Fixing Customer Service Costs Money, But Not As Much As Angry Customers
Our apps and mobile website allow people to leave feedback. I see the comments every day, and they can be quite interesting, occasionally useless and sometimes irritating. But the ones that make me cringe the most are the ones that have no issue with the app or website, but with our customer service.
I can fix bugs and improve features, but I have no control over customer service and it makes me feel terrible the pain that people go through. Why do companies skimp on helping their customers when pissing them off usually makes them tell all of their friends how awful the business is and destroys whatever good will advertising might create.
Not pissing off customers seems a no brainer but for whatever reason customer service is viewed as an expense to be minimized. My best experience with this was a project I did for Cheaptickets back in 1998-1999. Note that this story has nothing to do with the current brand owned by Orbitz.
At the end of the 90's CT was based in Honolulu and made their money selling air reservations, generally involving Hawaii travel. The had a big call center but little or no web presence. Their phone agents were paid by the reservation which meant they had no incentive to spend any time with a caller if they didn't seem to want to make a reservation really quick.
If a customer got a ticket (most of the tickets were printed and shipped in those days) and couldn't use it or had to change it they would want a refund. However the company's refund process was a nightmare; on average it took 3 months to get your money back and during the process no one had any clue what the status was. People would call the call center and as soon as they mentioned refund the agents would hang up. These customers would be livid and likely told everyone how crappy CT was.
Another issue was that people would take advantage of the broken system and claim refunds even when they had used the ticket, sometimes also doing a chargeback on their credit card. Then they would fly and get two refunds. Often CT had to pay just because they didn't research the chargeback fast enough.

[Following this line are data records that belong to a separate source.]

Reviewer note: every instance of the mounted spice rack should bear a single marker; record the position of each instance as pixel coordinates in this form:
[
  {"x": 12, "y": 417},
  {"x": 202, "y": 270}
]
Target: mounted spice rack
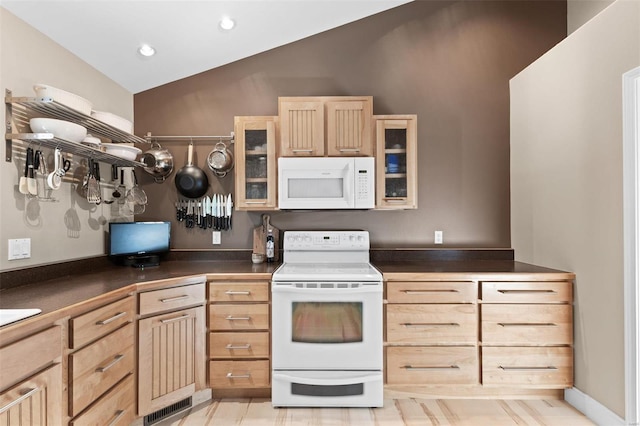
[{"x": 206, "y": 213}]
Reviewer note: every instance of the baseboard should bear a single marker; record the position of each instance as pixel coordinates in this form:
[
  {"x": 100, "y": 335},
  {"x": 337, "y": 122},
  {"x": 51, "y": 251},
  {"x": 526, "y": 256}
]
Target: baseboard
[{"x": 596, "y": 412}]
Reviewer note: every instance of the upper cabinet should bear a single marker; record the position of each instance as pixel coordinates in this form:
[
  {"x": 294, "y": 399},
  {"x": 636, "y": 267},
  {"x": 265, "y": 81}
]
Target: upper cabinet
[
  {"x": 255, "y": 149},
  {"x": 326, "y": 126},
  {"x": 396, "y": 162}
]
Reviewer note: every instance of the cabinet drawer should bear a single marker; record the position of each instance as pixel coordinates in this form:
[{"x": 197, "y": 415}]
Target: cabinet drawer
[
  {"x": 526, "y": 324},
  {"x": 171, "y": 298},
  {"x": 114, "y": 409},
  {"x": 239, "y": 317},
  {"x": 100, "y": 322},
  {"x": 432, "y": 324},
  {"x": 434, "y": 365},
  {"x": 432, "y": 292},
  {"x": 239, "y": 345},
  {"x": 527, "y": 292},
  {"x": 26, "y": 356},
  {"x": 528, "y": 367},
  {"x": 250, "y": 291},
  {"x": 239, "y": 374},
  {"x": 99, "y": 366}
]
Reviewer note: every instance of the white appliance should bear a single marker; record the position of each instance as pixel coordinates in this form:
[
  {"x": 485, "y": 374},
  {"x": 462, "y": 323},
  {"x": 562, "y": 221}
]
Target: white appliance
[
  {"x": 327, "y": 322},
  {"x": 326, "y": 183}
]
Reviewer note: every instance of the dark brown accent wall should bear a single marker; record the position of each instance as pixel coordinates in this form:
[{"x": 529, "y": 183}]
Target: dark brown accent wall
[{"x": 449, "y": 62}]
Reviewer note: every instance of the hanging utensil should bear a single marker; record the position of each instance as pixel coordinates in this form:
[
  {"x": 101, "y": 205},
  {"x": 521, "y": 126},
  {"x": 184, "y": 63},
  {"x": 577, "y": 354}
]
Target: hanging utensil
[
  {"x": 23, "y": 184},
  {"x": 220, "y": 160},
  {"x": 191, "y": 181}
]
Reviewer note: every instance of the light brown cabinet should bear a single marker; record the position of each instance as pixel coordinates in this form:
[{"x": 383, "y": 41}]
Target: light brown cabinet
[
  {"x": 31, "y": 380},
  {"x": 171, "y": 349},
  {"x": 432, "y": 333},
  {"x": 326, "y": 126},
  {"x": 255, "y": 150},
  {"x": 239, "y": 344},
  {"x": 102, "y": 347},
  {"x": 462, "y": 334},
  {"x": 396, "y": 161},
  {"x": 527, "y": 334}
]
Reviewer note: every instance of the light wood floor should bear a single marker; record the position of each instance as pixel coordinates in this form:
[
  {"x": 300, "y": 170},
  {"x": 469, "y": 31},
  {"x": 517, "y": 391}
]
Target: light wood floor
[{"x": 410, "y": 411}]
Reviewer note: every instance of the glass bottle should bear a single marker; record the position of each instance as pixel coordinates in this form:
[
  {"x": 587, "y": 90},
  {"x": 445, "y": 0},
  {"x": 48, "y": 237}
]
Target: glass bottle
[{"x": 270, "y": 252}]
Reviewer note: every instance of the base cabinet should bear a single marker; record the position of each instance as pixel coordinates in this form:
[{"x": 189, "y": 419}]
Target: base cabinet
[
  {"x": 462, "y": 335},
  {"x": 239, "y": 339},
  {"x": 171, "y": 351},
  {"x": 35, "y": 401}
]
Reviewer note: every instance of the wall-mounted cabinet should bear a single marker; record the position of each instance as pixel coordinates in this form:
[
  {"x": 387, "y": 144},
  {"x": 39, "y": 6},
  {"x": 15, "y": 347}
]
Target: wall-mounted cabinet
[
  {"x": 256, "y": 178},
  {"x": 326, "y": 126},
  {"x": 396, "y": 162},
  {"x": 19, "y": 109}
]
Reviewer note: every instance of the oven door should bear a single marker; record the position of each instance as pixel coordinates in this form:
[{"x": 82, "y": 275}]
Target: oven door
[{"x": 327, "y": 328}]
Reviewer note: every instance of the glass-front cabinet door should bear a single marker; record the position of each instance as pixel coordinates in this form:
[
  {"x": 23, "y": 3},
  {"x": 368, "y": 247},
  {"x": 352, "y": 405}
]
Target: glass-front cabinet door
[
  {"x": 256, "y": 178},
  {"x": 396, "y": 162}
]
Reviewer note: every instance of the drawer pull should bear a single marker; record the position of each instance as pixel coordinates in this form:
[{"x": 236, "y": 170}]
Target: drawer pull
[
  {"x": 113, "y": 318},
  {"x": 431, "y": 324},
  {"x": 435, "y": 367},
  {"x": 117, "y": 417},
  {"x": 527, "y": 368},
  {"x": 175, "y": 319},
  {"x": 174, "y": 299},
  {"x": 26, "y": 394},
  {"x": 116, "y": 360},
  {"x": 230, "y": 375},
  {"x": 527, "y": 324},
  {"x": 231, "y": 346},
  {"x": 430, "y": 291}
]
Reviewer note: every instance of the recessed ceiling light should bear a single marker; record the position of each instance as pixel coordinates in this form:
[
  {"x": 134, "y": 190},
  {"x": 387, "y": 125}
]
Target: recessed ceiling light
[
  {"x": 146, "y": 50},
  {"x": 227, "y": 23}
]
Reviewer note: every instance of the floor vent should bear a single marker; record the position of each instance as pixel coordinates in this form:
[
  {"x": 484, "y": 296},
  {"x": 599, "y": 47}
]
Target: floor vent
[{"x": 165, "y": 412}]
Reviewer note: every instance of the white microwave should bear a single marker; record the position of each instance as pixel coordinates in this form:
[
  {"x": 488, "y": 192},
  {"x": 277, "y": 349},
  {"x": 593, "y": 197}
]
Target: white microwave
[{"x": 326, "y": 183}]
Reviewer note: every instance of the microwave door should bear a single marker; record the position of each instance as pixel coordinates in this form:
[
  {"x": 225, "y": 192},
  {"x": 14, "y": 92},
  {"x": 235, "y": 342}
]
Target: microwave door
[{"x": 317, "y": 188}]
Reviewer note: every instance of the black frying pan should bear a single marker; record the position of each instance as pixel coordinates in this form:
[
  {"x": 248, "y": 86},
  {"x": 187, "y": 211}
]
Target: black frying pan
[{"x": 191, "y": 181}]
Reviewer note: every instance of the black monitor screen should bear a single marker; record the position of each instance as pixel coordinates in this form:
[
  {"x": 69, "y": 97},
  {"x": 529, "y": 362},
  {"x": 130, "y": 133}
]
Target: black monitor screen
[{"x": 133, "y": 238}]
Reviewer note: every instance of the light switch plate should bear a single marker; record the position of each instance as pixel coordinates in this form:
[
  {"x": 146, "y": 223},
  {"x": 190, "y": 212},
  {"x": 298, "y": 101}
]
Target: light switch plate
[
  {"x": 216, "y": 237},
  {"x": 19, "y": 248}
]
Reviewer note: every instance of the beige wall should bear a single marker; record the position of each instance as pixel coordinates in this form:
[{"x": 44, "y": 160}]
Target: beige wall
[
  {"x": 566, "y": 183},
  {"x": 581, "y": 11},
  {"x": 448, "y": 62},
  {"x": 28, "y": 57}
]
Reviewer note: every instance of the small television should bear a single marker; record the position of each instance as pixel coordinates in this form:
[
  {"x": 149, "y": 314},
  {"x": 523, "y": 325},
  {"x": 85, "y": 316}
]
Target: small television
[{"x": 139, "y": 244}]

CT didn't seem to care for the longest time, as there were plenty of new customers to be had. Eventually the sheer mass of angry people started to put a crimp in their income. Very reluctantly the leadership decided to hire someone to do something about the horrible process. But they would only pay for one person and a limited amount of time. They hired my employer and I was to be that person.

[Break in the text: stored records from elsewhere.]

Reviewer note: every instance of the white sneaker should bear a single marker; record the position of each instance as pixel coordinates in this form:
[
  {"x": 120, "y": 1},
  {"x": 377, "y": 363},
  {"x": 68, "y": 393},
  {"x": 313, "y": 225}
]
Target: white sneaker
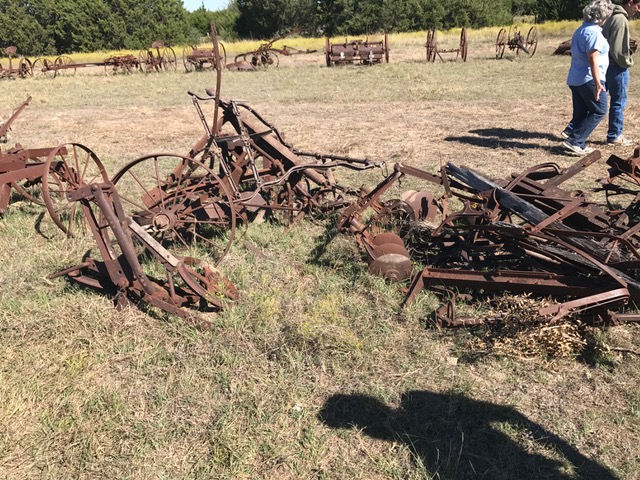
[
  {"x": 621, "y": 141},
  {"x": 576, "y": 150}
]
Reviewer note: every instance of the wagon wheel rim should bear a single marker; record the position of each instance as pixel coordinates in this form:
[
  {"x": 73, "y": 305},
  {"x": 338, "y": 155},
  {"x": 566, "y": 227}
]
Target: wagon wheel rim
[
  {"x": 30, "y": 189},
  {"x": 463, "y": 44},
  {"x": 41, "y": 67},
  {"x": 64, "y": 173},
  {"x": 64, "y": 66},
  {"x": 169, "y": 62},
  {"x": 25, "y": 68},
  {"x": 501, "y": 42},
  {"x": 327, "y": 51},
  {"x": 532, "y": 40},
  {"x": 186, "y": 61},
  {"x": 179, "y": 201},
  {"x": 272, "y": 60}
]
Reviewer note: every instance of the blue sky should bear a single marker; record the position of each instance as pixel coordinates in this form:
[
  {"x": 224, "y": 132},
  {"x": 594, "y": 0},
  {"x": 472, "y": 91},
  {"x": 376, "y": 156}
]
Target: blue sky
[{"x": 192, "y": 5}]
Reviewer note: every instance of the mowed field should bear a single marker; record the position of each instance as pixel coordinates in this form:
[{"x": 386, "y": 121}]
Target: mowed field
[{"x": 316, "y": 371}]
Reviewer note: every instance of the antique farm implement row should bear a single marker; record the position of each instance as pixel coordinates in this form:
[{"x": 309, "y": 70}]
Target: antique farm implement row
[
  {"x": 266, "y": 55},
  {"x": 523, "y": 235}
]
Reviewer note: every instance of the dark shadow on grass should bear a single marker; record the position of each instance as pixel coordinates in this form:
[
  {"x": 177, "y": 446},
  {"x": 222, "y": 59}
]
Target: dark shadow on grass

To this day I can safely say I will never again see a more awful mess of a business process. Four woman slaved away at a system they had built themselves out of whatever technology they could grab and understand. They used paper, the SABRE reservations system, Access, spreadsheets, boxes of unsorted records, various printouts and worked 100 hour weeks trying to handle the refunds. Management didn't want to waste any money on something that brought in no revenue, so these four did the best they could with nothing. I spent several days shadowing them and couldn't believe what pain they went through. It was obvious why the process took so long, everything was manually done. Data about any particular refund appeared in many different places and there was no index of any kind and things got lost. Airline records and credit card information were in paper form and took hours to search. The worst problem was the limited time that credit card companies allowed for chargeback research. The woman who did these did the best she could but every week thousands of dollars were lost because she couldn't work fast enough. Talk about a stressful job.

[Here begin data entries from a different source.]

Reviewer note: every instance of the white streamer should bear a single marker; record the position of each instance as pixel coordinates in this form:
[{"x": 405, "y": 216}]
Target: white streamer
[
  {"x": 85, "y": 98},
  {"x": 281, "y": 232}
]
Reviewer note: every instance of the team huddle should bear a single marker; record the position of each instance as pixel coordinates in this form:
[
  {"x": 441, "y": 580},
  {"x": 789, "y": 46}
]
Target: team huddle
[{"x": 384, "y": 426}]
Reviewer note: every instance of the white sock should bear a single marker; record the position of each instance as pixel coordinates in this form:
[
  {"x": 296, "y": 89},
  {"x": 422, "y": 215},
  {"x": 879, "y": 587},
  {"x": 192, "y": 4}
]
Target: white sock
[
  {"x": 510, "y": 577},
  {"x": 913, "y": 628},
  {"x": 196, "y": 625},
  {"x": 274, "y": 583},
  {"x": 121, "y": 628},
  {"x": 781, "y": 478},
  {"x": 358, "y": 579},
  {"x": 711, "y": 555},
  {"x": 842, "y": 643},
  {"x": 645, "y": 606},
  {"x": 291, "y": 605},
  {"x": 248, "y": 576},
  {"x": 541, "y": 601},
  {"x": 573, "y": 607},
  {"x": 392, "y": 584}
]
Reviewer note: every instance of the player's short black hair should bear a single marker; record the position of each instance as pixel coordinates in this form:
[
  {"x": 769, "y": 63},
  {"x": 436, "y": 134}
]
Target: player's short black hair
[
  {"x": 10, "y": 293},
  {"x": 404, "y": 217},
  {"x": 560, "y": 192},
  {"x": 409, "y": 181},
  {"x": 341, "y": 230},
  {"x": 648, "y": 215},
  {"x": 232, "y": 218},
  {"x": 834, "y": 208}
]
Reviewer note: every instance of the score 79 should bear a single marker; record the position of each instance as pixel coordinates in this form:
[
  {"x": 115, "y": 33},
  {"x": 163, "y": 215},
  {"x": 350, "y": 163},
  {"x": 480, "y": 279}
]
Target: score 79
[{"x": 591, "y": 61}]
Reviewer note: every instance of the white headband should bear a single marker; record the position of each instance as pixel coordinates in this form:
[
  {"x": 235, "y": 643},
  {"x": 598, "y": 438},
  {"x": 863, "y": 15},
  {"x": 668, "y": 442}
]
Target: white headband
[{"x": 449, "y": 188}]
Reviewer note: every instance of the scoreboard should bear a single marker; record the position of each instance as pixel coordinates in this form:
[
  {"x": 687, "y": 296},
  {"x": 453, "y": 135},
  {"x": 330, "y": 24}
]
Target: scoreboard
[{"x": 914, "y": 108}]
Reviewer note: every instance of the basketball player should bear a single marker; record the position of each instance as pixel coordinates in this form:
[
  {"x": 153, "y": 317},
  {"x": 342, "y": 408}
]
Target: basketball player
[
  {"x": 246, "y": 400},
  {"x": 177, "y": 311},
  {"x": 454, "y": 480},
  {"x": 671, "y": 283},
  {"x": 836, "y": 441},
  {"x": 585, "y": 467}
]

Once I understood what all the data was I did some research and found downloadable data sources for the paper records, such as ticket usage and the credit card data. I built a database and services to get the data regularly. Then I put a system together for any refund requests to be logged as soon as they came in that started a process. Every piece of incoming data was now tied to that initial request. I made a simple web application that anyone in the company could access and find status based on any bit of data a requester had such as ticket number, name, dates, whatever. This way anyone could quickly answer a query.
I added to the system the ability to automatically construct and print requests for the refundee, or send as email, that filled in all the details. These were requests for more information, please send in the ticket, etc. Since everything was now being logged on arrival once enough information was there it would appear in a work queue where a decision could be made on the refund request. If it was granted it would be forwarded to the manager for approval and then routed to another system for automated crediting. All data would be searched for and attached to the request so there was little manual searching needed. I even came up with a filing cabinet process to organize the paper items.
In testing it looked like it would around a week or so to grant or deny a refund. I was a hero to the four woman; it was probably one of my favorite projects as it solved both a business and personal problem. No more angry customers and stressed out employees!
Plus I got to work in Honolulu for four weeks (and four more at home).
The bad part of this was that halfway during the project management wanted a major change that I estimated would take an extra week to complete and they refused to pay, so they had to finish that last week themselves (I left instructions) and even then they didn't pay the invoices for weeks.
Sadly I never heard what happened after that. Hopefully the system went into production as planned, but I have no idea. A few years later CT was bought and I expect whatever was left of my process probably vanished.
Clearly the lesson was that if you piss off enough customers it will eventually affect your business, and trying to be cheap in this area is pretty shortsighted. Customers generally bring more money than they cost in support and it's easier to keep selling to happy customers than acquiring new ones. Even a programmer like me knows this simple equation.
If I get crappy service I surely (and surly) go elsewhere and tell my friends about it; today it's so easy with social media to spread the word I would think companies would get this point better today than in that mostly pre-internet era. Yet bad customer service is still more common than the good.
Keeping customers happy costs money, but happy customers bring you money, and angry customers bring torches and pitchforks. Your choice.